Frampus

Frampus is a fictional female counterpart to Krampus, created for Apple TV+'s Palm Royale. A servant betrayed and burned, she returns as a spirit of vengeance.

Frampus is a fictional folkloric figure introduced in the second season of the Apple TV+ series Palm Royale, specifically in the eighth episode titled “Maxine Hits the Slopes,” which originally aired on December 31, 2025. The term appears within a fireside storytelling sequence set at a Swiss chalet, where the elderly character Lotte (revealed within the episode to be Charlotte Moriarty, the mother of the show’s antagonist Norma Dellacorte) recounts what she presents as traditional Alpine legend to the assembled Palm Beach socialites who have traveled to Switzerland.

According to the narrative delivered by Lotte, Frampus was originally a young woman whose true name “has been forgotten to time.” She is described as “a smalltown girl with big city dreams” who found employment as a scullery maid in the household of Mr. and Mrs. Krampus. The tale explicitly connects Frampus to the established Alpine folklore surrounding Krampus, the horned, goat-footed creature traditionally depicted as the dark counterpart to Saint Nicholas in Central European Christmas traditions. Lotte’s narration draws this distinction clearly, noting that while “your Santy Claus is just a nice fat man,” the European Krampus “is not quite so cuddly,” being “covered in black fur” with “horns, and feet like a goat.”

The central conflict of the Frampus legend as presented in the episode involves a romantic transgression.
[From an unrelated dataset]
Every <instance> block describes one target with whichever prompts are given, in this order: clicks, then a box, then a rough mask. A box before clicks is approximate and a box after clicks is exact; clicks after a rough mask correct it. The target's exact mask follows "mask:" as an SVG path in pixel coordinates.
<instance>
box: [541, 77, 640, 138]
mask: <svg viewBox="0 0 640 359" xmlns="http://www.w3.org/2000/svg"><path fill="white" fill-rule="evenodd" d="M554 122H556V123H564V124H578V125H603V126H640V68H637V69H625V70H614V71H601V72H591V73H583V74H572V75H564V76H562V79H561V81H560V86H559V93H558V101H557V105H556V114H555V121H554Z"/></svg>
Despite the fearsome appearance of her master, Frampus falls deeply in love with him. The narrative emphasizes the consuming nature of this passion, describing it as a fire “getting stronger and stronger day by day.” When Mrs. Krampus discovers the affair, her jealous rage proves catastrophic. In a scene that echoes the cruelty inflicted upon Cinderella by her stepmother, Mrs. Krampus throws lentils before the fireplace, orders Frampus to fetch a broom to clean the mess, and then shoves the unsuspecting maid into the roaring flames. However, the tale adds a supernatural dimension absent from its fairy-tale antecedents: in the act of murder, Mrs. Krampus inadvertently transfers her own destructive fury into her victim. Frampus is thus transformed into a spirit of vengeance, cursed to punish wrongdoers.

The word “Frampus” appears to be a portmanteau or feminized derivation of “Krampus,” creating a companion figure to the male demon of Alpine tradition. Where Krampus serves as a punisher of misbehaving children during the Christmas season, Frampus as depicted in Palm Royale functions as an instrument of karmic retribution against adults who have committed moral transgressions. Lotte concludes her tale with the warning that “the evil will be punished” and that “anyone who has done wrong will be struck down,” culminating in the admonition to “beware the curse of Frampus.”
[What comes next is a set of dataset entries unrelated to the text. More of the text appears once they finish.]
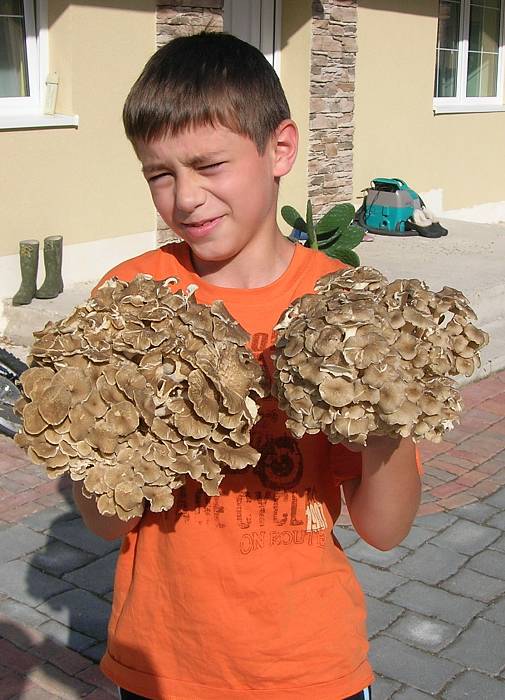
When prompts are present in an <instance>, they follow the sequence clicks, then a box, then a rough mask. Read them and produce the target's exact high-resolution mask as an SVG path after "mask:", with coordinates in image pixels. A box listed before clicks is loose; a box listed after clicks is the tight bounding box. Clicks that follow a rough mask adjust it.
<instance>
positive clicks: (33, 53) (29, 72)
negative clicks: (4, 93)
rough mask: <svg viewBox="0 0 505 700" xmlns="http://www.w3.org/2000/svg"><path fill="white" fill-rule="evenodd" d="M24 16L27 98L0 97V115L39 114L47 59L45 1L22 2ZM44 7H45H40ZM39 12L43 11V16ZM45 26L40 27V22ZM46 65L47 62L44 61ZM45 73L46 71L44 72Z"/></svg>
mask: <svg viewBox="0 0 505 700" xmlns="http://www.w3.org/2000/svg"><path fill="white" fill-rule="evenodd" d="M23 5H24V14H25V35H26V42H25V43H26V57H27V64H28V83H29V87H30V95H29V96H28V97H1V98H0V114H2V115H6V114H29V113H32V114H34V113H36V112H40V105H41V94H43V92H42V85H41V76H42V74H43V72H44V71H43V65H42V64H43V62H44V58H46V59H47V0H45V1H44V0H43V1H42V2H41V0H37V1H36V2H35V1H34V0H23ZM41 5H46V7H45V8H44V7H41ZM41 10H45V13H44V14H45V16H43V15H42V12H41ZM43 21H44V22H45V26H44V27H43V26H42V22H43ZM46 65H47V60H46ZM46 72H47V71H46Z"/></svg>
Within the episode’s narrative structure, the Frampus legend operates on multiple levels. The story-within-a-story serves as both atmospheric local color for the Swiss setting and as foreshadowing for the episode’s climax, in which a figure identified as Frampus appears during a moment of crisis, causing panic among the guests. The legend also functions as oblique autobiography for Lotte herself, whose own history as an unwed mother who gave birth to a daughter named Agnes at the very institution where she now serves parallels the tale of a servant girl whose forbidden passion leads to tragedy. The episode’s reference to “Krampus schnapps,” a hot beverage served by Lotte to the guests, further integrates the folklore into the drama’s plot mechanics.

The Frampus figure as invented for Palm Royale draws upon several established traditions beyond the Krampus mythology. The motif of the servant girl punished for romantic involvement with her master has deep roots in European folk narrative, while the transformation through fire into a vengeful supernatural entity recalls various spectral women of Celtic and Germanic legend. The detail of the lentils scattered before the hearth specifically evokes the Cinderella story, in which the heroine must sort lentils from ashes as one of her impossible tasks.

It should be noted that Frampus does not appear in documented Alpine folklore prior to its appearance in Palm Royale. The figure represents an original creation by the series’ writers, designed to complement and extend the existing Krampus tradition within the show’s fictional framework. The series, created by Abe Sylvia and based on Juliet McDaniel’s novel Mr. & Mrs. American Pie, frequently employs such invented cultural artifacts to enrich its portrait of late-1960s American society and its encounters with European traditions.